In a small saucepan, combine the pumpkin puree, maple syrup, pumpkin pie spice, cinnamon, vanilla, salt, and oat milk/water. Warm over medium heat, stirring frequently, for about 5 minutes until smooth and glossy.
Remove from the heat and whisk in the tablespoon of vegan butter. Let the pumpkin butter cool slightly and then place in the fridge for about 30 minutes.
Using your fingers or a paring knife, gently split the dates lengthwise and remove the pits (if you did not buy dates that are already pitted). Be careful not to cut all the way through — you want a little pocket to hold the filling.
Transfer the pumpkin butter filling to a piping bag or a zip-top bag with the corner snipped off. Pipe the pumpkin filling generously into the center of each date.
Line a large plate or small baking sheet with parchment paper.
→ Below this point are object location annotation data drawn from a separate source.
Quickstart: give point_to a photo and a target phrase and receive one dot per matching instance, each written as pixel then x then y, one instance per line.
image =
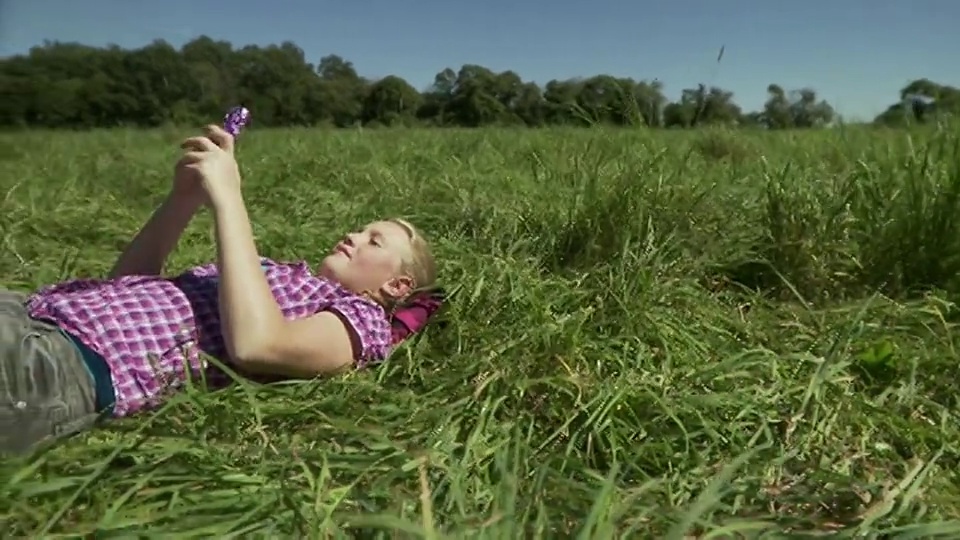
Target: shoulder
pixel 365 320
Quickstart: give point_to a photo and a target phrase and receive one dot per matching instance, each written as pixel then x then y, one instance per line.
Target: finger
pixel 199 144
pixel 190 158
pixel 219 136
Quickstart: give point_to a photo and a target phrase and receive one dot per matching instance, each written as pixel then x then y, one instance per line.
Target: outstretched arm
pixel 148 251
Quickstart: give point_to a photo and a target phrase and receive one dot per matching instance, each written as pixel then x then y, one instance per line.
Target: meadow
pixel 653 334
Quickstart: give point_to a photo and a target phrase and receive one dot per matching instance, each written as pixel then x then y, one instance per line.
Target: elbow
pixel 250 351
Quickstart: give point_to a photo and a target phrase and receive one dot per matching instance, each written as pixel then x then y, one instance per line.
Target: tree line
pixel 69 85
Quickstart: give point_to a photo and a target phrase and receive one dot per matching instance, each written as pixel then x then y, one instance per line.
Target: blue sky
pixel 856 53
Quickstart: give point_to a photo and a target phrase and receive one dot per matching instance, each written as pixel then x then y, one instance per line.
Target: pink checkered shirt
pixel 148 328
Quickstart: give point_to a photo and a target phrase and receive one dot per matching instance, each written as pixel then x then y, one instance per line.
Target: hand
pixel 209 164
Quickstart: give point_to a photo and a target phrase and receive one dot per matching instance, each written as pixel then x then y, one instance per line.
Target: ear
pixel 398 287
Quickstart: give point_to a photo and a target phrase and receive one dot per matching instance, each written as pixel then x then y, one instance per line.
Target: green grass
pixel 655 334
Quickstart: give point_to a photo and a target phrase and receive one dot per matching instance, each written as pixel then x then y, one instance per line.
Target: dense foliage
pixel 77 86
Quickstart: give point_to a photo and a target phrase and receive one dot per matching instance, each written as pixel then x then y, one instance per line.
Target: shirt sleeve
pixel 368 326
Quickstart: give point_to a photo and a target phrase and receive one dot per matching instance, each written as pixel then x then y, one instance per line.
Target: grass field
pixel 670 335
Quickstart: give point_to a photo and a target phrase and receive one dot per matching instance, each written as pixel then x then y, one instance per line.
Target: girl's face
pixel 371 260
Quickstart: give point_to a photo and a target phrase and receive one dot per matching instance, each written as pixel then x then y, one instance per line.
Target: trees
pixel 76 86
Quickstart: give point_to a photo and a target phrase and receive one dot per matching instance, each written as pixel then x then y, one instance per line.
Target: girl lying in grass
pixel 78 351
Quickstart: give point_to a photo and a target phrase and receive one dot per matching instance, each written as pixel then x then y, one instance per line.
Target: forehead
pixel 390 231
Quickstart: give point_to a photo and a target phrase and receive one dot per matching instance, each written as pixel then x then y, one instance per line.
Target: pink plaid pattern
pixel 151 329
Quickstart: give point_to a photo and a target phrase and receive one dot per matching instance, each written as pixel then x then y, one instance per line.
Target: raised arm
pixel 149 249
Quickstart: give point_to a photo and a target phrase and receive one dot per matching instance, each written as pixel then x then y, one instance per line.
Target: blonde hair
pixel 420 266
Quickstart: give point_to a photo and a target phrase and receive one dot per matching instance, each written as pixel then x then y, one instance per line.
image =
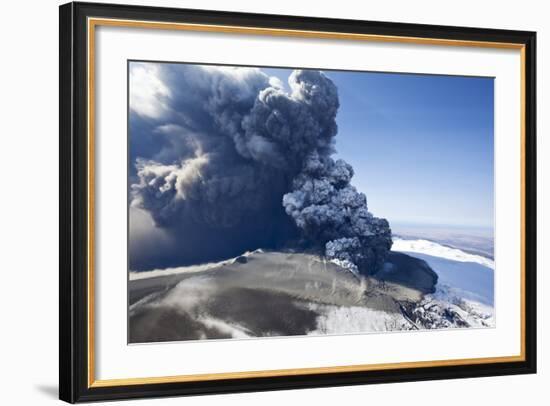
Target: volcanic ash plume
pixel 235 145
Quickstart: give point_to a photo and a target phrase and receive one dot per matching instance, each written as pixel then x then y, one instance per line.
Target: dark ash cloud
pixel 224 160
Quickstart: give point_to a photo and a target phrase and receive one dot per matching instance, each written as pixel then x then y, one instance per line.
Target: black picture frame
pixel 74 385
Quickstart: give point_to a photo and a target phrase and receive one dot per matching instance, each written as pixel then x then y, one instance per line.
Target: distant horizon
pixel 209 148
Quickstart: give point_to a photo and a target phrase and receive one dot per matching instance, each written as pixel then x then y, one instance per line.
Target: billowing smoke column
pixel 239 163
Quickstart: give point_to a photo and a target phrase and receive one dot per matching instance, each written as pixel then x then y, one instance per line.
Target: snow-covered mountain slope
pixel 437 250
pixel 465 289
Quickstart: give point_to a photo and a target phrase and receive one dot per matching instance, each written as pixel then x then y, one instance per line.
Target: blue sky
pixel 421 145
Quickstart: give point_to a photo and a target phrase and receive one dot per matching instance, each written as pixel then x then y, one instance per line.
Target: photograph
pixel 291 201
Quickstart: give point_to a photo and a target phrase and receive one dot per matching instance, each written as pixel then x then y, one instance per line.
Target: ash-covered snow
pixel 464 295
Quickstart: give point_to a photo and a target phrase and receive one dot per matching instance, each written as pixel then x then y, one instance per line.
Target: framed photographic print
pixel 255 202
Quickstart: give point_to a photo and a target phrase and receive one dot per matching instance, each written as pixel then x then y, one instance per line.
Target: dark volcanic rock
pixel 408 271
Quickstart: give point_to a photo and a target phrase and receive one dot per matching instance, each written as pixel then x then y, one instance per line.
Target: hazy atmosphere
pixel 363 200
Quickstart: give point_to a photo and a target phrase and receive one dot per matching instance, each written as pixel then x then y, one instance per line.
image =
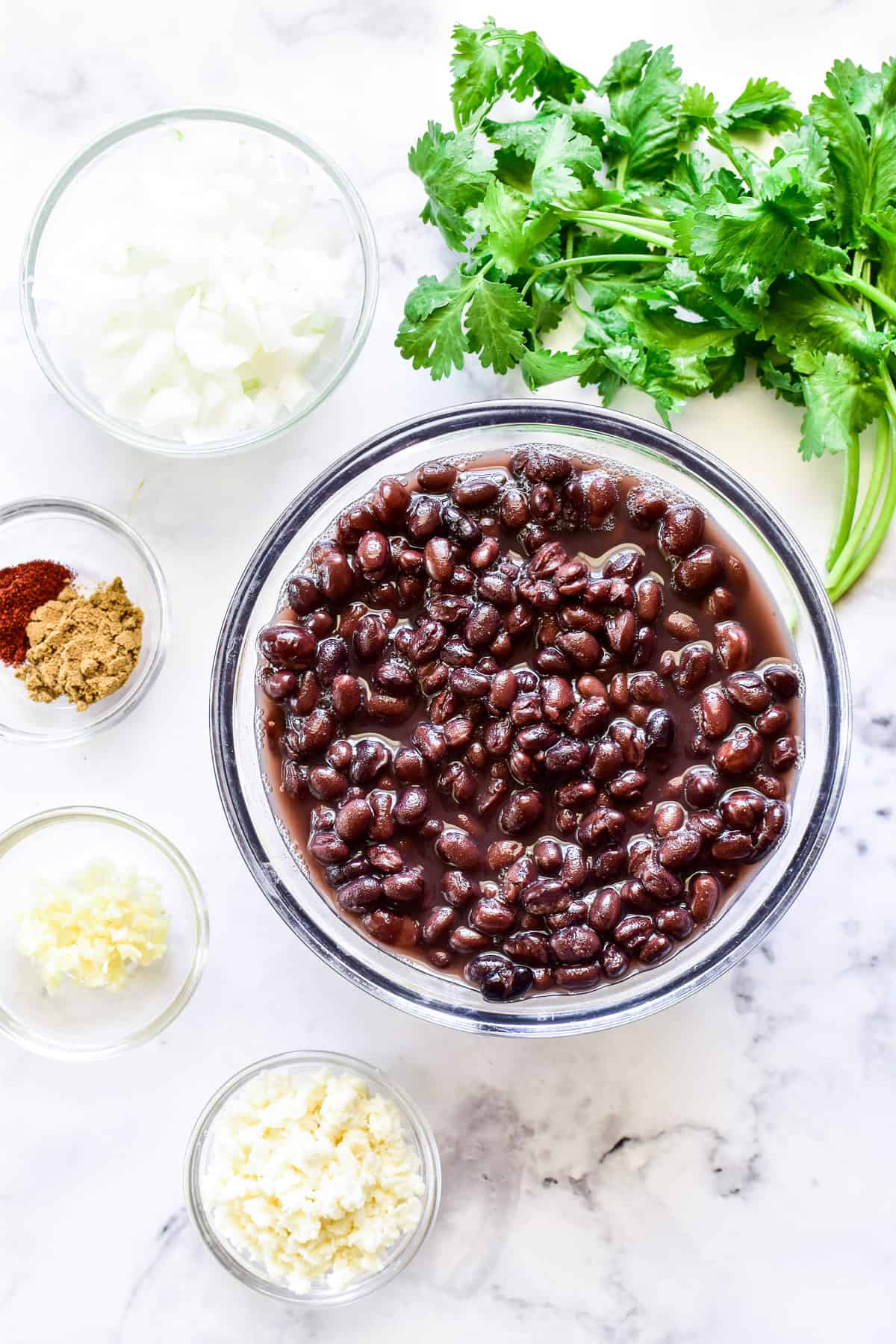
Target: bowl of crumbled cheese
pixel 312 1177
pixel 199 280
pixel 102 933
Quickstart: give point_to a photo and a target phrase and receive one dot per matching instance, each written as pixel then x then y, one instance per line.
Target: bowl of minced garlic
pixel 312 1177
pixel 94 927
pixel 102 933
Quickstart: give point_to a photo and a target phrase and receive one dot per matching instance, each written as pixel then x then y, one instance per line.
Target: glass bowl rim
pixel 131 435
pixel 544 414
pixel 104 517
pixel 414 1119
pixel 37 821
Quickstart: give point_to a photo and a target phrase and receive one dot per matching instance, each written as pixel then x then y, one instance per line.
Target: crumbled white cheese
pixel 314 1176
pixel 94 927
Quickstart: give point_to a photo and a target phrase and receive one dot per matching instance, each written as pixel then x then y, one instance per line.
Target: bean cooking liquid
pixel 649 818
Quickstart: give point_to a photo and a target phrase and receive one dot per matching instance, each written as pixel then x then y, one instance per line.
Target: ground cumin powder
pixel 82 647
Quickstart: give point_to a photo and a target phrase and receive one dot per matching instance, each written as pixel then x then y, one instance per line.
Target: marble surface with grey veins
pixel 721 1172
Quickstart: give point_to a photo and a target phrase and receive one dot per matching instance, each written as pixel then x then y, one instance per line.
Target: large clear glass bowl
pixel 60 362
pixel 756 530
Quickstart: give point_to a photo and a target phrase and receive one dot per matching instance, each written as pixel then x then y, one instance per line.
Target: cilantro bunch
pixel 635 213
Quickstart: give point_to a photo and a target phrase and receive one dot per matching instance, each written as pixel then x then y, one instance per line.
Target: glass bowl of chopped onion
pixel 199 280
pixel 104 933
pixel 312 1177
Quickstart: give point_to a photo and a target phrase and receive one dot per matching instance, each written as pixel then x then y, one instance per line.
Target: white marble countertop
pixel 722 1171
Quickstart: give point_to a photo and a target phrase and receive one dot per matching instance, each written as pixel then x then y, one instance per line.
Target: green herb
pixel 638 208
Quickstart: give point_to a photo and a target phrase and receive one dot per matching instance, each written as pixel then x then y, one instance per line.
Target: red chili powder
pixel 23 589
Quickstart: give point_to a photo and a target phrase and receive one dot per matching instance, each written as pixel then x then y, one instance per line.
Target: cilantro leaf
pixel 509 238
pixel 526 137
pixel 848 154
pixel 455 172
pixel 884 230
pixel 840 402
pixel 797 176
pixel 492 60
pixel 432 334
pixel 496 323
pixel 697 109
pixel 676 269
pixel 541 367
pixel 763 105
pixel 751 242
pixel 626 67
pixel 561 164
pixel 801 316
pixel 649 113
pixel 781 379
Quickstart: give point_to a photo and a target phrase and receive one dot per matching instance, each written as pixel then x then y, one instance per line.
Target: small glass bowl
pixel 60 363
pixel 99 547
pixel 417 1128
pixel 75 1021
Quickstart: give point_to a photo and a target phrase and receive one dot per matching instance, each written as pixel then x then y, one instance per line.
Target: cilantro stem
pixel 879 531
pixel 628 226
pixel 586 261
pixel 872 497
pixel 847 503
pixel 872 292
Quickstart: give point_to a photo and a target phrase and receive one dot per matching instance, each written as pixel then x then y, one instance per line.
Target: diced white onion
pixel 200 280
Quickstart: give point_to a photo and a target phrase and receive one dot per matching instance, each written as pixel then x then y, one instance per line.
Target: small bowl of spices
pixel 104 933
pixel 84 620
Dip each end of the stuffed date into melted coconut oil, then roll or press into the gluten-free graham cracker crumbs. This gives each bite the perfect “crust” crunch. Place the dates on the plate/baking sheet.
Chill the dates for an additional 30-60 minutes.
Right before serving, finish with a tiny swirl of oat whipped cream for that classic pumpkin pie touch. Sprinkle with a pinch of cinnamon if desired.